In a trade with the Browns, the Redskins acquired Mr. Mitchell and Leroy Jackson in exchange for Davis, who was later diagnosed with leukemia and died in 1963 having never played a professional game. Mr. Mitchell went on to have one of the finest seasons of his career in 1962, scoring a career-high 11 receiving touchdowns and leading the league in catches and receiving yards.
In his Redskins debut, a season-opening tie at the Dallas Cowboys, Mr. Mitchell “returned a kickoff for a 92-yard touchdown; scored on an 81-yard pass play; scored another on a six-yard pass and set up the other two touchdowns with a pass reception and a pass interference call,” according to a report in The Post.
Two weeks later, he scored a pair of touchdowns in the team’s home opener, with Udall and three Supreme Court justices watching from the stands.
Robert Cornelius Mitchell was born in Hot Springs, Ark., on June 6, 1935. His father was a church minister, his mother a homemaker, and Mr. Mitchell recalled meeting athletes such as boxer Joe Louis as a boy, when sports figures frequented the town for its thermal-water baths.
Mr. Mitchell was offered a professional baseball contract by the St. Louis Cardinals after graduating high school but turned it down to attend the University of Illinois, where he received a bachelor’s degree in physical education in 1958 and starred on the football team.
He made a bigger splash in track, setting a world record in the indoor 70-yard low hurdles and drawing speculation that he would compete for a spot in the 1960 Olympics as a sprinter. Instead, he committed to football after receiving encouragement — followed by a $7,000 salary — from Browns Coach Paul Brown, who spotted him at a track in Cleveland and selected Mr. Mitchell in the NFL draft’s seventh round in 1958.
Mr. Mitchell compiled a 6.3-yard rushing average in his rookie season. In a game against the Redskins the next year, he sprinted downfield for 90 yards — part of an astonishing 232-yard day — to set a franchise record for longest rushing play that lasted nearly six decades. He bested that distance while playing for Washington in 1963, scoring on a 99-yard pass play against his old team.
While Mr. Mitchell and teammate Charley Taylor emerged as one of the league’s best receiving duos, the franchise continued to struggle during Mr. Mitchell’s tenure with the team, never winning more than seven games or appearing in the playoffs. He was named to the all-NFL team three times and was inducted to the Hall of Fame in 1983.
At the suggestion of new coach Vince Lombardi, he joined the Redskins’ front office in 1969. He aimed to become the NFL’s first black general manager but was passed over at least twice, by Redskins owners Edward Bennett Williams and Jack Kent Cooke, before retiring in 2003 as assistant general manager.
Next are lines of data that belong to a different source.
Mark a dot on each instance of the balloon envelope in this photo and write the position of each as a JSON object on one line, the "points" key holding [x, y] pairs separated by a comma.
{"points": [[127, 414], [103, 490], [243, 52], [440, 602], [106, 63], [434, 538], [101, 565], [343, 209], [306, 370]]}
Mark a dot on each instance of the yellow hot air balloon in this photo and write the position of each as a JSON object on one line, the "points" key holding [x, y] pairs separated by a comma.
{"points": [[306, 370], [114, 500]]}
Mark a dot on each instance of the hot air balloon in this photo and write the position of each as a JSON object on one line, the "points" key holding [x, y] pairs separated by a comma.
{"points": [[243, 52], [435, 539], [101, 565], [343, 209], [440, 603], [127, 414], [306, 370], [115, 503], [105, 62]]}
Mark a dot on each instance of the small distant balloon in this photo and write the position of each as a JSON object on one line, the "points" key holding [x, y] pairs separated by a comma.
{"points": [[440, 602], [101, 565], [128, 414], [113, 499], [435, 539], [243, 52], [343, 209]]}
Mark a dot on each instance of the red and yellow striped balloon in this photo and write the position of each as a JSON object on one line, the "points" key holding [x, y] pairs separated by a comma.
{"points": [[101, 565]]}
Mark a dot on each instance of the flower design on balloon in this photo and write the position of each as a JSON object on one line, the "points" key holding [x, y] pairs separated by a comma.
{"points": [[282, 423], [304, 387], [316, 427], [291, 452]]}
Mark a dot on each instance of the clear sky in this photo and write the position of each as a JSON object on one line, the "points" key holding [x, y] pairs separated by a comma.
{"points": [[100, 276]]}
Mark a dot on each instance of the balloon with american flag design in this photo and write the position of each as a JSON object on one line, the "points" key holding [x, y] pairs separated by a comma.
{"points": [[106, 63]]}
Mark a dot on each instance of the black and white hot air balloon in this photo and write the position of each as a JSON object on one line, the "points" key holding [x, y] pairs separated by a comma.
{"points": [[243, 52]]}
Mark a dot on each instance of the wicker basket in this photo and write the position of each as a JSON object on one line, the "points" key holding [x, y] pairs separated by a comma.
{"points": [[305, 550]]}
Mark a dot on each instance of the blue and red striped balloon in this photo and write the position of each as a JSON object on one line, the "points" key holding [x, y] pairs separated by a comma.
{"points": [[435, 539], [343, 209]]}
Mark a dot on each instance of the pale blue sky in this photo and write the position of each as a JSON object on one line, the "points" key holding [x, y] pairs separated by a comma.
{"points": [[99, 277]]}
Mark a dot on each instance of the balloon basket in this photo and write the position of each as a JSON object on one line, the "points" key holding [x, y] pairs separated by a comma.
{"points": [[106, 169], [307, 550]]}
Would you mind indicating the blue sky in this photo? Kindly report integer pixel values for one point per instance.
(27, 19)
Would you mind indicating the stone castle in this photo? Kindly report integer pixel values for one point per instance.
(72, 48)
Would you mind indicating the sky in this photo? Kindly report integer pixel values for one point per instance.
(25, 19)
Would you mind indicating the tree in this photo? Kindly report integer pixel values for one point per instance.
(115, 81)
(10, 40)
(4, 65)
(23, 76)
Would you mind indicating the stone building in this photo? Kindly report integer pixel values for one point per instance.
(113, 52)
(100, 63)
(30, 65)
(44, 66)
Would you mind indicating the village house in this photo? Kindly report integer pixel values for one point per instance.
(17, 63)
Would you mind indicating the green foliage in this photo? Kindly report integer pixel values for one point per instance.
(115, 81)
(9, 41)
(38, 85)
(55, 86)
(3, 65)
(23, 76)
He was “too early” for a GM position, he told The Post that year. “People who push too early don’t get anything. If I had come along 15 years later, something would’ve happened.” Nonetheless, he said that as a result of the pressure he applied on league officials, “every administrative job that you can have in the National Football League, somebody black has.”
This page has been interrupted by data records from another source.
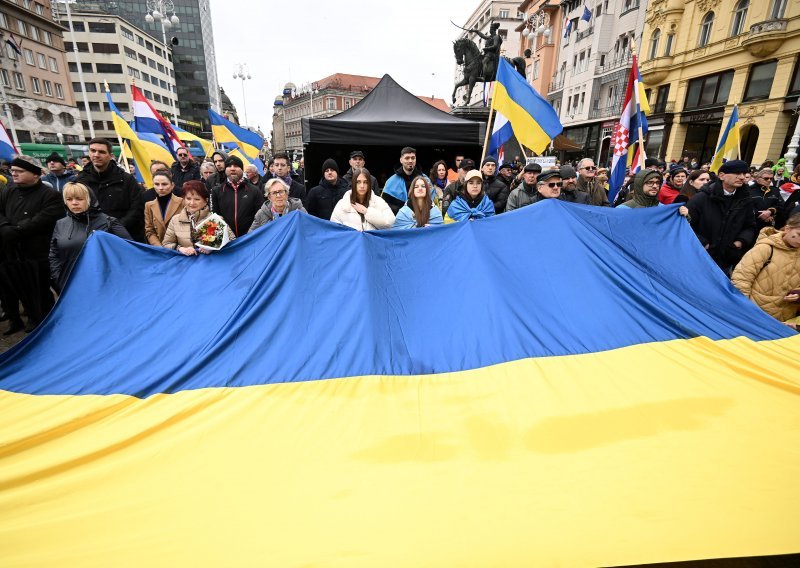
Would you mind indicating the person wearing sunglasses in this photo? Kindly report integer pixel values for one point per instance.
(588, 182)
(277, 205)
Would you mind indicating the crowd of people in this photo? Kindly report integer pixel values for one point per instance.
(747, 219)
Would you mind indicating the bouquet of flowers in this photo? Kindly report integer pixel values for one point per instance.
(211, 233)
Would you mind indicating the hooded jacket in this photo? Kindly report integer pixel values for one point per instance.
(640, 199)
(265, 214)
(69, 236)
(118, 195)
(718, 221)
(322, 199)
(768, 272)
(378, 216)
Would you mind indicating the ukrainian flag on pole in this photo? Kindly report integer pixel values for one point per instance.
(729, 142)
(534, 121)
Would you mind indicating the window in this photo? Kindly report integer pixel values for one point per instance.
(739, 16)
(668, 45)
(709, 90)
(105, 48)
(759, 83)
(778, 9)
(102, 28)
(654, 43)
(109, 68)
(705, 29)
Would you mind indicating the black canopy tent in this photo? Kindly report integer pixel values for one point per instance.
(380, 125)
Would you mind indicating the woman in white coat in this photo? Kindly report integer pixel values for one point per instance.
(360, 208)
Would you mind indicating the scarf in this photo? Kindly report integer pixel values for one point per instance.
(460, 210)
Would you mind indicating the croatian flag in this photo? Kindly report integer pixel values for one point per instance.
(7, 150)
(148, 119)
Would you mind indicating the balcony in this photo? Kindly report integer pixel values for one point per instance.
(765, 37)
(611, 63)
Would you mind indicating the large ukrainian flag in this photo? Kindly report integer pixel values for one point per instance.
(301, 399)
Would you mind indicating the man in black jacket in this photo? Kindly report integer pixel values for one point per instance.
(117, 192)
(721, 215)
(183, 170)
(323, 198)
(494, 188)
(28, 212)
(237, 200)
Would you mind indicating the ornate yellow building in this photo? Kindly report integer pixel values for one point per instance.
(700, 57)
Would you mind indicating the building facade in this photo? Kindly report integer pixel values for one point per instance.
(592, 69)
(113, 50)
(508, 16)
(730, 52)
(192, 45)
(35, 80)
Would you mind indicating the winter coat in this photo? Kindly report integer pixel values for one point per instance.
(28, 215)
(768, 272)
(718, 221)
(595, 189)
(118, 195)
(378, 216)
(405, 218)
(155, 223)
(180, 231)
(58, 182)
(523, 195)
(321, 200)
(69, 236)
(497, 191)
(237, 204)
(181, 176)
(265, 214)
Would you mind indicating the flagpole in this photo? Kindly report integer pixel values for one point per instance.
(638, 107)
(119, 138)
(488, 125)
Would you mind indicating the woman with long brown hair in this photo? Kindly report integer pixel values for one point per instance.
(419, 211)
(360, 208)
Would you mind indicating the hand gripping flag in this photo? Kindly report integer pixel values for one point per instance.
(147, 119)
(534, 121)
(729, 141)
(626, 134)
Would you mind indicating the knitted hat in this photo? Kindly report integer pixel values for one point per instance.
(330, 164)
(28, 163)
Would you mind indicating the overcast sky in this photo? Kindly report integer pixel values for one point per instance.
(307, 40)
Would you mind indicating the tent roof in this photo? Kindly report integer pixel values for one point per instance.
(390, 115)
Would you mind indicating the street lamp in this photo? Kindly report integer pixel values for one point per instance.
(157, 12)
(240, 71)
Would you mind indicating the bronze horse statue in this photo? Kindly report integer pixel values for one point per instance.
(469, 55)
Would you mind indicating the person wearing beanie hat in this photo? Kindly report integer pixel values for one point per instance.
(237, 200)
(59, 175)
(322, 198)
(722, 217)
(494, 188)
(569, 188)
(28, 212)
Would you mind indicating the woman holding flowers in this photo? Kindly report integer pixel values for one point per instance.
(182, 232)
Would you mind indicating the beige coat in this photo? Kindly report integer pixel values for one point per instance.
(179, 231)
(767, 285)
(154, 225)
(379, 215)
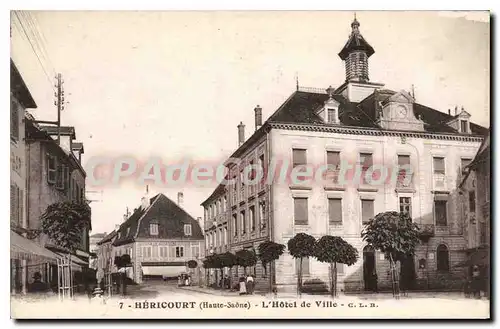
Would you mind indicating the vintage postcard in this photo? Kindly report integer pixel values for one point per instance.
(250, 164)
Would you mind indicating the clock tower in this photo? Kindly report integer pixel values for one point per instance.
(355, 54)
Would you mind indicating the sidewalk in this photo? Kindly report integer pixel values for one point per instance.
(217, 292)
(362, 296)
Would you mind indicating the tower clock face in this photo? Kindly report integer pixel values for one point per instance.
(402, 112)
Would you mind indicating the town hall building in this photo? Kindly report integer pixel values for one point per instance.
(362, 123)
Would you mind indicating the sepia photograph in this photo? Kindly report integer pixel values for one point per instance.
(250, 164)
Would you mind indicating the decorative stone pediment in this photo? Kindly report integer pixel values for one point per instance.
(396, 113)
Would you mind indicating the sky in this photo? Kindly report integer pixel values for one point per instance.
(176, 84)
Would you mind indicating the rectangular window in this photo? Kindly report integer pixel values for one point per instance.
(438, 165)
(195, 251)
(153, 229)
(483, 237)
(333, 158)
(60, 177)
(305, 266)
(332, 117)
(405, 205)
(51, 169)
(464, 163)
(235, 225)
(464, 126)
(146, 252)
(299, 157)
(179, 252)
(335, 211)
(14, 120)
(243, 222)
(252, 218)
(163, 251)
(440, 212)
(403, 166)
(472, 201)
(300, 211)
(367, 210)
(187, 229)
(262, 214)
(365, 162)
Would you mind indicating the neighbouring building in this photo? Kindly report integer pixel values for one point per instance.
(22, 250)
(366, 125)
(94, 239)
(56, 175)
(160, 237)
(216, 216)
(475, 197)
(105, 254)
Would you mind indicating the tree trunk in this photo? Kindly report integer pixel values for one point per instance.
(299, 278)
(395, 284)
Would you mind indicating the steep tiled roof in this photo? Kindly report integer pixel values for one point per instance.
(65, 130)
(107, 238)
(169, 216)
(301, 107)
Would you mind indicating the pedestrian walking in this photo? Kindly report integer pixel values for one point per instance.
(375, 281)
(250, 284)
(476, 282)
(243, 287)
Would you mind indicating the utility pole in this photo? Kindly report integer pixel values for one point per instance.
(59, 102)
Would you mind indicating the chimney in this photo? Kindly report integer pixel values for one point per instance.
(180, 199)
(258, 117)
(144, 203)
(241, 133)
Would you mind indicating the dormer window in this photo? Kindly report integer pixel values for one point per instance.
(153, 229)
(332, 116)
(187, 229)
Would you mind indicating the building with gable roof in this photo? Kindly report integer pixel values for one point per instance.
(363, 124)
(160, 237)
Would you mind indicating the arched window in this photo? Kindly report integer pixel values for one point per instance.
(443, 263)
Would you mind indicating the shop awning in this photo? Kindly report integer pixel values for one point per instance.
(166, 271)
(480, 257)
(22, 248)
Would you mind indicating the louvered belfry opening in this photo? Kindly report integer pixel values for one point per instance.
(355, 54)
(356, 66)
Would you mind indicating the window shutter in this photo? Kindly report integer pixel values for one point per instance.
(439, 165)
(403, 160)
(335, 211)
(367, 210)
(366, 160)
(13, 204)
(300, 210)
(21, 207)
(299, 157)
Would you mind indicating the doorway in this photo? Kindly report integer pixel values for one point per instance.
(369, 268)
(408, 273)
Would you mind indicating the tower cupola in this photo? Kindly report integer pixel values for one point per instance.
(355, 54)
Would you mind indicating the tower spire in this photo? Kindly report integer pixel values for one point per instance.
(355, 54)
Mr. Mitchell married Gwen Morrow in 1958 and had two children. Complete information on survivors was not immediately available.
Mr. Mitchell was named one of the Redskins’ 70 greatest players in 2002, but he said he was disappointed that his on-field glory at times seemed to be an afterthought, overshadowed by the racial milestone he came to represent.
“I have to live with people always talking about me as the first black player against all my exploits,” he told The Post upon his front-office retirement. “I’ve always been very upset that people always start with that. . . . I don’t want to hear that, and yet I have to hear it constantly and it overshadows everything I’ve done in the game.
“You don’t walk away from 40-something years and just laugh about it,” he said. “It’s going to be an emotional thing, but I’ve always said I’m not going to walk away from this game bitter. I’ve been close, but I was determined not to let it get to me. I held up.”